With this project I pretend to recreate some of those experiences. I had some old components laying around, others, like the case and the 5.25″-3.5″ bracket adapter I bought new and this is what I came up with.

“The way I see it, if you’re gonna build a time machine into a PC, why not do it with some style?”

These are the specs:

Mobo: WS440BX Gateway Tabor 3
CPU: Pentium II Klamath 233 @ 133 Mhz
Ram: 64MB PC133
HDD: WD AC14300 4.3 GB
CD: GCR8481B
Video: Nvidia TNT 16MB AGP 2x
LAN: 3Com 3C905-TX
Sound: Soundblaster Pro 2 CT1600

Everything was coming along nicely, until, I realized the PSU placement was far from ideal:

Ouch. Never had this problem in my career. A quick search on the internets showed the problem is more common than I thought, even with modern hardware. I was able to find a local vendor who was selling an ATX 24 pin to ATX 20 pin converter, it even had the white cable for some reason (not that I’m complaining). Just a little help and I was back in business:

I was going to use an IDE to CF adapter, but then remembered part of the experience back in the day was that HDD noise, so I went for the oldest specimen I had.

The FDISK operations went fine, I removed the existing partition then created 2 partitions.

It was when I tried to format drive C: that it made that “clank clank” noise of death and format gave an error. Fearing the worst, still, I rebooted and this time tried to format drive D: which worked fine. I tried again to format drive C: and this time it went through. So I went ahead and proceeded with DOS installation, so far so good.

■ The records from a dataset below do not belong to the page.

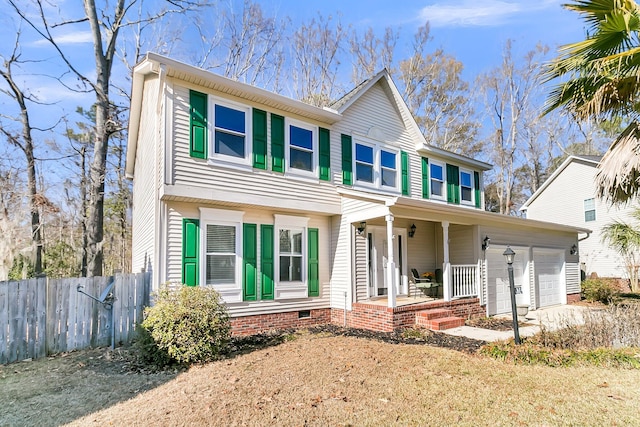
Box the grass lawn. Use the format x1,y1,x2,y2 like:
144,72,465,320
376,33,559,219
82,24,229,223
0,332,640,426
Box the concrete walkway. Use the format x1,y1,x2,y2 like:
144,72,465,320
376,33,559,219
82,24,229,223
441,305,588,341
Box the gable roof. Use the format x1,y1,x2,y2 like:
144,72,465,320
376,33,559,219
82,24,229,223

With DOS 6.22 up and running I went ahead and installed Win 3.11

Riva TNT Drivers installed. 1024×768 and 256 colors to keep that retro feel.

Sound card drivers, no problemo

The Sound Blaster Pro 2 CT1600 is an awesome card, (not pictured) I was playing some Gabriel Knight, simply outstanding.

Some of the games from my 8088 games also work fine

I’m pending to get the network card working.